Eine tiefe kräftige Frauenstimme mit australischem Akzent holt mich zurück in die Gegenwart. „Ich verbinde damit keine Konstruktion, sondern ein Gefühl und es geht dabei um Rituale. Ein Ort, an den ich mich zurückziehen kann. An dem ich Raum für meine persönlichen Rituale habe.“

Als ich neulich eine viel gereiste Freundin frage, entgegnet sie geradeheraus: „Home is where the heart is.“ Ich mag diesen offenen Ansatz. Es ist das Gefühl der inneren Geborgenheit. Egal welche Erlebnisse, Begegnungen, Menschen, Tätigkeiten, Dinge oder Orte dieses Gefühl auch immer in uns auslösen mögen. Aber es ist ganz bestimmt nicht nur auf ein Fach beschränkt. Ich glaube, jeder Mensch hat sein eigenes Holzhaus mit vielen kleinen Fächern. Und wir leben, um diese nach und nach zu füllen. Mit dem, was uns Freude macht. Was unsere Neugierde weckt. Unser Herz zum Lachen bringt.

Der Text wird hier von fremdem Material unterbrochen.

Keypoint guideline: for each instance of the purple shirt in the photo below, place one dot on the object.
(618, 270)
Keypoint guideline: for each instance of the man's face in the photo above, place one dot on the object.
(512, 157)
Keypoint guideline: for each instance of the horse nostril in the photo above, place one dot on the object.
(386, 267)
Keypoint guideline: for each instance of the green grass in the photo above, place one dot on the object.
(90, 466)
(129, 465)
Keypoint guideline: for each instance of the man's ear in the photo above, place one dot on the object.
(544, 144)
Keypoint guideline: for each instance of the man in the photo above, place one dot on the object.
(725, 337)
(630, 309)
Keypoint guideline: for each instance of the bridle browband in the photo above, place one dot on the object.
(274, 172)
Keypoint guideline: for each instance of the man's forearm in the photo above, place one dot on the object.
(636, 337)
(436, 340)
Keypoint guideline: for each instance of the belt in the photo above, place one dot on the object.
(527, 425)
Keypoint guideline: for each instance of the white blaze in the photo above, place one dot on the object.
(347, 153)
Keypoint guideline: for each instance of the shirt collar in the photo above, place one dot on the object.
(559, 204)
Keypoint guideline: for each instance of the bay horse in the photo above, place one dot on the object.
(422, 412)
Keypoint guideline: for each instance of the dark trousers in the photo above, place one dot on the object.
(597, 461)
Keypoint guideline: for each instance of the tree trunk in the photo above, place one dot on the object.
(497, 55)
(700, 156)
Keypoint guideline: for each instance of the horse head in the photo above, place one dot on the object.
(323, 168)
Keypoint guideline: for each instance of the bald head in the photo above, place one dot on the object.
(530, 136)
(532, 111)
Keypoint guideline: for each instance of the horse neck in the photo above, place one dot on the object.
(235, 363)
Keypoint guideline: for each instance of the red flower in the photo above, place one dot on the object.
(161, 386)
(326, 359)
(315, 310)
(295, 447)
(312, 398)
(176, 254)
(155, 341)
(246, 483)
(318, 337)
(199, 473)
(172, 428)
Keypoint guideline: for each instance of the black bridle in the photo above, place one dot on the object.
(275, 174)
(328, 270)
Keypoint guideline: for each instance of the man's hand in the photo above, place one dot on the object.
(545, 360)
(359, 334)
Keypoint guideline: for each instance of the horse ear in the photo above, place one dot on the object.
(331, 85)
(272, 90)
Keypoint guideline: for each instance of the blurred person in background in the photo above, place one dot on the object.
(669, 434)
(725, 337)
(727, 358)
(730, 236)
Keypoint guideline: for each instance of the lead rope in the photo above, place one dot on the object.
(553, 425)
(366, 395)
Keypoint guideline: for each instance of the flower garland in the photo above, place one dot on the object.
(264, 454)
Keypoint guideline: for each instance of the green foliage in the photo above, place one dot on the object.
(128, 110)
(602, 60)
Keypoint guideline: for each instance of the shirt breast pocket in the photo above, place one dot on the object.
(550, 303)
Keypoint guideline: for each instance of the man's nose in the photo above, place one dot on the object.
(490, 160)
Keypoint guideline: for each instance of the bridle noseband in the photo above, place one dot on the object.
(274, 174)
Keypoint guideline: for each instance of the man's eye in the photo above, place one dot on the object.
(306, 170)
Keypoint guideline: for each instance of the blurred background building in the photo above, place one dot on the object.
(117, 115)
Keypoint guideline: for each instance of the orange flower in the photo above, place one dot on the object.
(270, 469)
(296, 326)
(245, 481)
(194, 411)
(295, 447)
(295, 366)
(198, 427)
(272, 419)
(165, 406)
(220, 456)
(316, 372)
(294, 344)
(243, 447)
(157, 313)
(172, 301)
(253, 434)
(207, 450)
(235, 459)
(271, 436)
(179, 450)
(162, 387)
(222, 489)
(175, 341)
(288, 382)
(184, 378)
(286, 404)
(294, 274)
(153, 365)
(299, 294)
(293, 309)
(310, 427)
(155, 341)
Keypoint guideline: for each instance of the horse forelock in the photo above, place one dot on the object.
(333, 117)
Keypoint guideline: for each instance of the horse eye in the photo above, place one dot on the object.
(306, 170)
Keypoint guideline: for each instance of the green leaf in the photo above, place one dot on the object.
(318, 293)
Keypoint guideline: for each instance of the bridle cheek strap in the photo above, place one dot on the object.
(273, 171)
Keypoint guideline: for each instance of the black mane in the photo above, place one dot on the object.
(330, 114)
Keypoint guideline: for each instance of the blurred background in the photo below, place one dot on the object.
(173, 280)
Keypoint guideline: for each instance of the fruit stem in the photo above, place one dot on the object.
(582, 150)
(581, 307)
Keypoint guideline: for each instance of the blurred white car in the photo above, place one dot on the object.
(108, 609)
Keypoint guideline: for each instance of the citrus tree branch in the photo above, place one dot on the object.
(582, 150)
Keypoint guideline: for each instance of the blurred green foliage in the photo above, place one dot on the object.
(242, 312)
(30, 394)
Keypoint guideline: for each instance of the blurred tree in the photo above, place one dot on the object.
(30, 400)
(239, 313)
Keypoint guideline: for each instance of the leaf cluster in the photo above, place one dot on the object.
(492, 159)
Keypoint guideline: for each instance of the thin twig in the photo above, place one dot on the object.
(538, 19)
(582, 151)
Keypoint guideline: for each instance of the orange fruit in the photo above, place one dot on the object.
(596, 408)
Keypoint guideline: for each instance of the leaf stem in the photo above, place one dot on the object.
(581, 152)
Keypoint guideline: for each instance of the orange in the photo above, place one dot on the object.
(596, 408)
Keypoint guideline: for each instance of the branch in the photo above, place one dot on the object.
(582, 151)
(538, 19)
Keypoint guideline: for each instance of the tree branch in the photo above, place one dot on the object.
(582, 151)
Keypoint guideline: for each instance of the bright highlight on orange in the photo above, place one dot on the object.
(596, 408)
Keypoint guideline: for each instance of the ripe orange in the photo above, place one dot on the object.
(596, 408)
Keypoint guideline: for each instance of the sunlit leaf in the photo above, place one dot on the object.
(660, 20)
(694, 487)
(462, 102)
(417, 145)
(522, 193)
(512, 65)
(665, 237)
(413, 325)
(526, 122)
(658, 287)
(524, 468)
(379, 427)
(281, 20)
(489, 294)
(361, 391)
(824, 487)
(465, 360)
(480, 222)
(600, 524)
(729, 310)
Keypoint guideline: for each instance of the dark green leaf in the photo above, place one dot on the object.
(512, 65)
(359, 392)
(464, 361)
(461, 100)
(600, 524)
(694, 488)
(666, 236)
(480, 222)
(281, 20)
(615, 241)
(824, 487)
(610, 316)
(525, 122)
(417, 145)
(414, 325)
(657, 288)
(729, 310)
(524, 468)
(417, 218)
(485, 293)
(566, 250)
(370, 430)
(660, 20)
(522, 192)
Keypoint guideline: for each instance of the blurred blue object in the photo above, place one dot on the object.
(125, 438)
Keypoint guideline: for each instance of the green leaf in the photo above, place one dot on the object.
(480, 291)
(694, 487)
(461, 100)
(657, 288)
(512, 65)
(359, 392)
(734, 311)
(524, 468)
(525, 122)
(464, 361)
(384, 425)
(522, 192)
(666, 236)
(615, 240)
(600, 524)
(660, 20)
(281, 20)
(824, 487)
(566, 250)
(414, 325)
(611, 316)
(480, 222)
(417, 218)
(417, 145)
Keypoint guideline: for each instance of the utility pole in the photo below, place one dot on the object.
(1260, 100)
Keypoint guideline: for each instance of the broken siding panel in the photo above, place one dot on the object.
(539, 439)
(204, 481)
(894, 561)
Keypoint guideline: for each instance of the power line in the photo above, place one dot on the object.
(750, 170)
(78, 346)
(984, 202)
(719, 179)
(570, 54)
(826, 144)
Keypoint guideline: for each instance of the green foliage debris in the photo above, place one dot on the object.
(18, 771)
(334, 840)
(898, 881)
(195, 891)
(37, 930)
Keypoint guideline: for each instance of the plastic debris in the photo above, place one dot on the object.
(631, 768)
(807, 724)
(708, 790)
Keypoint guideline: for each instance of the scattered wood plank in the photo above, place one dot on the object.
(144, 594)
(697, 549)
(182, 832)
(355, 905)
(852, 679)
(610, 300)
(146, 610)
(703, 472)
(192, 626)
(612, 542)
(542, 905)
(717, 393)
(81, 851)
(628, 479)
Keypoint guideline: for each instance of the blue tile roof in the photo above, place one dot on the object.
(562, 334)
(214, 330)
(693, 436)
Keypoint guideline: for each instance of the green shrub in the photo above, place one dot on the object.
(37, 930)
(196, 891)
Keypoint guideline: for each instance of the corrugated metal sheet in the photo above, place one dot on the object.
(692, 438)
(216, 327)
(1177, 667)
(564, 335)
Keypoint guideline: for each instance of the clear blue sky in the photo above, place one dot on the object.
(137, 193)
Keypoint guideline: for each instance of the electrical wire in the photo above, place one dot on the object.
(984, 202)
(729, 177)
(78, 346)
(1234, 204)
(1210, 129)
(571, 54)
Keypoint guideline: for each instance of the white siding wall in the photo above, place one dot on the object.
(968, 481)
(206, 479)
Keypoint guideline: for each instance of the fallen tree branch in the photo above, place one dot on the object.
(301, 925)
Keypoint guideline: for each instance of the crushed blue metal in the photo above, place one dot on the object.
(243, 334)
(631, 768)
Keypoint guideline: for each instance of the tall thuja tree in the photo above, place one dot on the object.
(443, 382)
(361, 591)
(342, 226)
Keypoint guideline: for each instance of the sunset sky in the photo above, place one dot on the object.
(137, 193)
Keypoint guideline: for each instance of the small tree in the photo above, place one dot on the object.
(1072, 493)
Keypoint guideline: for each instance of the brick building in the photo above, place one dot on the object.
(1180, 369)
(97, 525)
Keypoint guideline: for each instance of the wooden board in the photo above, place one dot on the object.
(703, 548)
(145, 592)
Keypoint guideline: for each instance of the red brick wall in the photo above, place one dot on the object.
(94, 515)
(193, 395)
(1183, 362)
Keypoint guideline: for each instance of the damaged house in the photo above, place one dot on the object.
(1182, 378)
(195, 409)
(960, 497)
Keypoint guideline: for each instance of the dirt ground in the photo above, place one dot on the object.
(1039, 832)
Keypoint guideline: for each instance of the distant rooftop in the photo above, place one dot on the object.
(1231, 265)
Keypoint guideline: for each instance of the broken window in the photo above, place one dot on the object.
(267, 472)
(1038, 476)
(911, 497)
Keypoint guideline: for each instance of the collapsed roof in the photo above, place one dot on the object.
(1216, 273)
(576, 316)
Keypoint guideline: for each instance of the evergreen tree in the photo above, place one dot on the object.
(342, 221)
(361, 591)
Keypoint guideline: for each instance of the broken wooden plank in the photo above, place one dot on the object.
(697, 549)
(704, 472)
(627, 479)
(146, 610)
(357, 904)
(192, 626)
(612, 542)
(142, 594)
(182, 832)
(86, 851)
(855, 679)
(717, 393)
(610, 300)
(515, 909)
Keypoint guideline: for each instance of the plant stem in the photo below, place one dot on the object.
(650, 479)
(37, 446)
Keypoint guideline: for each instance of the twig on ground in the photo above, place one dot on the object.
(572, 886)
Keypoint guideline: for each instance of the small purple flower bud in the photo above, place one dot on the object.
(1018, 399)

Ich habe es mir vor dem Arts Centre im Schatten gemütlich gemacht, beobachte die Menschen, wie sie aus allen Richtungen neugierig auf das Holzhaus zuströmen. Sie finden die Häuschen, die sie am meisten ansprechen. Sie freuen sich. Tauschen sich aus. Manche lichten sie ab um sie mitzunehmen. Um sich inspirieren zu lassen. Oder vielleicht um sich in der Erinnerung an diese Entdeckung neu zu erfreuen. Im Hintergrund ertönen die Klänge eines chinesischen Streichinstruments aus dem 10. Jahrhundert. Ein alter asiatischer Mann mit langem weißen Haar und Bart spielt auf einem Erhu. Ich kann 16.095 km von meiner Heimat entfernt sein und bin für den Augenblick doch hier zuhause. Einfach, indem ich mich auf das einlasse, was sich da vor mir offenbart und es als Geschenk annehme. Am anderen Ende der Welt. Umgeben von Kunst, Kreativität, Kultur – dem, was uns Menschen miteinander verbindet. Und meine eigenen Fächer füllt.